According to Andreev, if the game drops below 30FPS the PS3 is still able to carry out the "flip" at the right point between the two frames. However, on Xbox 360, Microsoft's TCRs - the technical rules which dictate what you can and can't do with its hardware - insist that all calls to the graphics hardware go through their own APIs, and there isn't an equivalent system in place on DirectX.

This sounds like if the framerate dropped to 25fps the effective result of the algorithm would be 50fps. What that would look like in motion is anyone's guess - as the framerate dropped the error in the approximation would increase significantly (the estimation period is >20% longer at 25fps than at 30fps). Similarly, tearing would destroy the illusion completely so wouldn't be viable.

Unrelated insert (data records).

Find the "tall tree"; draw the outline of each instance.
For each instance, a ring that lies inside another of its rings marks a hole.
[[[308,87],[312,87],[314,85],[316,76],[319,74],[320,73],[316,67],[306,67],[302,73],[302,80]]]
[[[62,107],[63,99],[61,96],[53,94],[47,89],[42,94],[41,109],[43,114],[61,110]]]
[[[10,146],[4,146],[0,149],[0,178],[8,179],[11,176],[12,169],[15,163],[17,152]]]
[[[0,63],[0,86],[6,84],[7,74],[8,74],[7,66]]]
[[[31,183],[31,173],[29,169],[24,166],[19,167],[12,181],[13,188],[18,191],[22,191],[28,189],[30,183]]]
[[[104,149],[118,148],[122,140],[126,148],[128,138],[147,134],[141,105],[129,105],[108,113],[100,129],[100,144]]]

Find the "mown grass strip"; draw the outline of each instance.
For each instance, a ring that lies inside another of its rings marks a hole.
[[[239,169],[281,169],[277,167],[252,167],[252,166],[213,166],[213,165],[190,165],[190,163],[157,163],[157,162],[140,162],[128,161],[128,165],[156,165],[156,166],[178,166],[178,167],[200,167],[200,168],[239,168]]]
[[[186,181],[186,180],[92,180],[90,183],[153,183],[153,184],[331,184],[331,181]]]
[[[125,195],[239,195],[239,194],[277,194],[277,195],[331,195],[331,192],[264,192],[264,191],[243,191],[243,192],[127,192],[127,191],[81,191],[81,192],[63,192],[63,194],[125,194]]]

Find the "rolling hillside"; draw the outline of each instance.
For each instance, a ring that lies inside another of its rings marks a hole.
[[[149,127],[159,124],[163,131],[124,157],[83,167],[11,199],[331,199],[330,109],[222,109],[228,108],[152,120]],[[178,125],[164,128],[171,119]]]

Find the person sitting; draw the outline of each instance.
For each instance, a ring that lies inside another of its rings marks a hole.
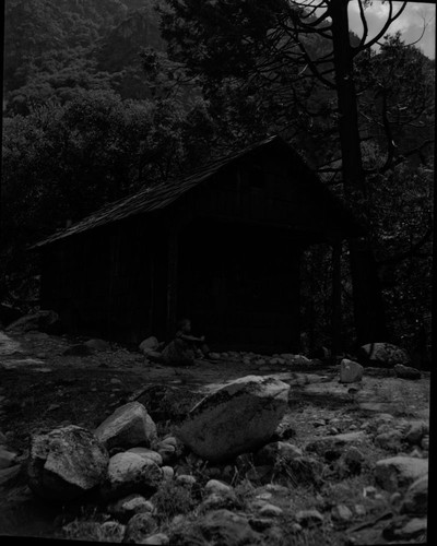
[[[204,340],[204,335],[191,335],[191,321],[182,319],[178,322],[175,339],[164,348],[162,360],[173,366],[191,366],[196,358],[203,358],[208,354]]]

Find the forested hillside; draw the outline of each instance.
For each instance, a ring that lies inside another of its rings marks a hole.
[[[141,48],[164,48],[153,0],[10,0],[5,4],[7,112],[51,97],[113,88],[144,97]],[[127,84],[127,80],[130,85]]]
[[[302,57],[284,35],[297,12],[280,16],[282,0],[158,3],[163,20],[156,0],[7,0],[2,228],[10,242],[1,299],[33,305],[38,269],[28,244],[272,133],[345,198],[326,22],[315,32],[317,20],[306,19]],[[361,37],[350,34],[350,43],[359,48]],[[399,340],[416,335],[429,309],[435,61],[400,35],[380,43],[354,59],[366,197],[350,204],[358,211],[365,202]],[[326,75],[315,78],[311,63]],[[329,335],[321,312],[329,254],[317,252],[303,272],[319,290],[304,319],[316,317],[316,330]],[[351,309],[346,256],[342,296]]]

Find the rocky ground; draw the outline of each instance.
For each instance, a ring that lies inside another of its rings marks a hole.
[[[425,542],[429,373],[400,379],[369,367],[361,381],[340,383],[340,366],[232,352],[172,368],[84,341],[0,332],[0,534],[199,545]],[[175,437],[198,401],[252,375],[290,385],[268,448],[215,463]],[[132,403],[146,410],[155,434],[138,440],[133,455],[123,454],[132,442],[105,446],[109,468],[142,456],[151,472],[153,461],[149,489],[114,492],[106,480],[72,501],[42,501],[31,490],[31,438],[70,425],[95,431]]]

It does sound completely contradictory to the way things have progressed this generation. Why on the one hand say you're unwilling to make the graphical quality sacrifice to make your game run at 60fps, then simultaneously promote an algorithm which introduces artefacts into the output in order to give the illusion of a higher framerate? The way this gen has gone, I'd be surprised if someone somewhere wasn't thinking "I wonder if we can render at 15fps and interpolate to 30fps?!"
 
So how would a framerate analysis work in a game that uses this technique? Would it register 60 unique frames? Also it would be nice to see this used on a 15 fps game upscaled to 30 to see how well it can manage such a low framerate, if its not really noticeable apart from the artifacts (which according to the article can be reduced if the game is designed with this technique in mind) it could mean a major boost in graphics this gen.
 
What I dont get is how it fills in the additional in-between frame without causing some lag. The 120hz TVs that do something similar have some latency because they first have to see the next frame before they can add the in-between. You can see this at stores where they have the same movie running on multiple TVs simultaneously.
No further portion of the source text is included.